Rappelons que les amis et camarades de classe de Justine Renaud ont dénoncé en entrevue à ProfessionSanté.ca, la semaine dernière, les conditions de stage très difficiles des étudiants en médecine. Par exemple, des stagiaires de l’Université McGill sont souvent appelés à travailler jusqu’à 16 heures par jour. Au moment d’écrire ces lignes, mardi après-midi, la Faculté de médecine de l’Université McGill n’avait pas réagi à la sortie publique des étudiants. 

De son côté, la directrice de l’intervention, de la prévention et de la recherche au Programme d’aide aux médecins du Québec (PAMQ), la Dre Marie-Chantale Brien, s’inquiète pour les étudiants. « Ils ont énormément d’évaluation et la pression de performance est très sentie dans ce groupe d’âge-là. Nous observons beaucoup d’anxiété de performance chez les étudiants en médecine », explique-t-elle. 

Cette dernière croit que la pandémie affecte spécialement la santé mentale des étudiants. « Ce sont souvent de jeunes adultes, qui sont donc dans un moment charnière de leur vie où ils ont besoin de socialiser. Nous savons comment l’isolement peut être moins bien vécu dans cette tranche d’âge.
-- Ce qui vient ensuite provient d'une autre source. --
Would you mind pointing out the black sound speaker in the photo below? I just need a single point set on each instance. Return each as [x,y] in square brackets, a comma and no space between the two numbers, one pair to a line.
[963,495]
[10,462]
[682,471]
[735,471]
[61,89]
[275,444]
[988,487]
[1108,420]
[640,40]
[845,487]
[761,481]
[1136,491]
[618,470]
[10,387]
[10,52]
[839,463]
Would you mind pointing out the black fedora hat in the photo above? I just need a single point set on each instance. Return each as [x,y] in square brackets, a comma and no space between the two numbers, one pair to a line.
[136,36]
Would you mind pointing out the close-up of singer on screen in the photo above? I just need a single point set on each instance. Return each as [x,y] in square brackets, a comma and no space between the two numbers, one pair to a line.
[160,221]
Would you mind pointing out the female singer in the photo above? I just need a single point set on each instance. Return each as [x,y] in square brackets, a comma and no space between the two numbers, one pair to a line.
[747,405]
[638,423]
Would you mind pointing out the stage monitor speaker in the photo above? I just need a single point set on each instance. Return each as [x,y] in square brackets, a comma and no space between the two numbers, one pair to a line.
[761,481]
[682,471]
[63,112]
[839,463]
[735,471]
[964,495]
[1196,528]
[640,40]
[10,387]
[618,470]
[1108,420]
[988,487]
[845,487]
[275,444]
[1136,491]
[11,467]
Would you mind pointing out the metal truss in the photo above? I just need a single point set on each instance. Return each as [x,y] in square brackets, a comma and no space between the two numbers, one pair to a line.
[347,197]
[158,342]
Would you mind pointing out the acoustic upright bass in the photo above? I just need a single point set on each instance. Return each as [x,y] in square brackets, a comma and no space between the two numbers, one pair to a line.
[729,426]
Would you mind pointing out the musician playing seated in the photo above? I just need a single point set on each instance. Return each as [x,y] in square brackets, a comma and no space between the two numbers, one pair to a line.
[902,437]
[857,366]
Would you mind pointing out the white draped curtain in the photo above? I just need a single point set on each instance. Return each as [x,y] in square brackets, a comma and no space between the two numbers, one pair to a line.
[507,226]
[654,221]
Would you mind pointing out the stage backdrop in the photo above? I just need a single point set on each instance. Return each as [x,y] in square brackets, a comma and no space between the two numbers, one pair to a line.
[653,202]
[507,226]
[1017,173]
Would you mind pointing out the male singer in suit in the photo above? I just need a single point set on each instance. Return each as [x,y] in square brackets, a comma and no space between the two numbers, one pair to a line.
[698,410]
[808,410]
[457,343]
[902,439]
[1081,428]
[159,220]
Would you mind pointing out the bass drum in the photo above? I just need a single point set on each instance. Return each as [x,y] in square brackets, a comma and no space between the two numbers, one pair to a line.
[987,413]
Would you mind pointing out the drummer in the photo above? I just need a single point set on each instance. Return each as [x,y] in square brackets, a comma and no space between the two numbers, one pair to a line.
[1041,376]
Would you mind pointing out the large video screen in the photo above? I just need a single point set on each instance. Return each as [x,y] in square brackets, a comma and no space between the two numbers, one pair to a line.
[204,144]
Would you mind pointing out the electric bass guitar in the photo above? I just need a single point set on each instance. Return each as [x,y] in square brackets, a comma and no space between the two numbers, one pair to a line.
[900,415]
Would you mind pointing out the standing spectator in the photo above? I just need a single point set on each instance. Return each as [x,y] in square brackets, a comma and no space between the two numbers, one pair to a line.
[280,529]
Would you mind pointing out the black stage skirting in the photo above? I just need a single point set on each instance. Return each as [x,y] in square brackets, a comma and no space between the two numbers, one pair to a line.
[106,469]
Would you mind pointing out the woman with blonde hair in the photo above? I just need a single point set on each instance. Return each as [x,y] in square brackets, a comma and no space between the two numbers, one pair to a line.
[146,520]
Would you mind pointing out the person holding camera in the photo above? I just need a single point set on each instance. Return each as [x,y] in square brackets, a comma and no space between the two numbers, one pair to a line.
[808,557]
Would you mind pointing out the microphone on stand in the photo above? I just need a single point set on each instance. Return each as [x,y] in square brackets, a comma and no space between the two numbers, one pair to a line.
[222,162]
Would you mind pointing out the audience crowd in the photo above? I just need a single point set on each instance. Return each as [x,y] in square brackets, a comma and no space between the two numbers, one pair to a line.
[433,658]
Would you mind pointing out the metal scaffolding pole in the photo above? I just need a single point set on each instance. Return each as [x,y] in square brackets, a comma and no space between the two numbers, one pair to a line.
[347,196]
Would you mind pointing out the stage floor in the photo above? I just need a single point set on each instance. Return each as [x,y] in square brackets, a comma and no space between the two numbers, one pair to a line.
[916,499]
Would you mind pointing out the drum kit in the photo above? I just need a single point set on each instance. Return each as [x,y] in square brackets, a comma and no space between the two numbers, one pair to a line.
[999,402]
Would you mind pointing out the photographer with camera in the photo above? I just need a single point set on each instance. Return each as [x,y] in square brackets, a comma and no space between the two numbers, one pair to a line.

De plus, des étudiants sont inquiets puisque leurs stages ont été écourtés par les différentes vagues de la pandémie. »

Malgré tout, très peu d’étudiants font appel au PAMQ. L’an dernier, sur toutes les demandes d’aide au programme, seulement 2 % provenaient de cette clientèle. Depuis le début de la pandémie, le nombre de demandes d’aide a connu une hausse significative chez les médecins de famille et les spécialistes, mais a stagné chez les étudiants. 

La Dre Brien y voit deux raisons: certaines universités offrent des services d’aide et le PAMQ est peu connu des étudiants. 

« Nous avons fait des efforts pour présenter nos services dans les facultés, notamment avec une vidéo que nous avons produite. Mais, je crois qu’il faut y retourner afin que les étudiants sachent qu’on peut leur rendre des services ».

Un registre sur le suicide des médecins 

Par ailleurs, la Dre Marie-Chantale Brien prône la tenue d’un registre national sur le suicide des médecins afin de mieux cerner le problème, comme cela existe aux États-Unis, par exemple. « Nous aurions des statistiques plus claires. Actuellement, nous sommes obligés de nous baser sur des études effectuées sur des médecins américains ou européens », mentionne-t-elle.   

Aux États-Unis, le suicide cause la mort d’environ 400 médecins chaque année alors qu’au Canada, un sondage de l’Association médicale canadienne en 2018 révélait que 8 % des médecins y avaient songé au cours de l’année 2017. 

Le PAMQ connait le nombre de médecins qui se sont suicidés seulement si ceux-ci ont fait une demande d’aide à cet organisme. La Dre Brien ne veut toutefois pas dévoiler les chiffres, puisque « ce sont de très petits chiffres et cela devient facile de savoir qui a contacté le programme ». 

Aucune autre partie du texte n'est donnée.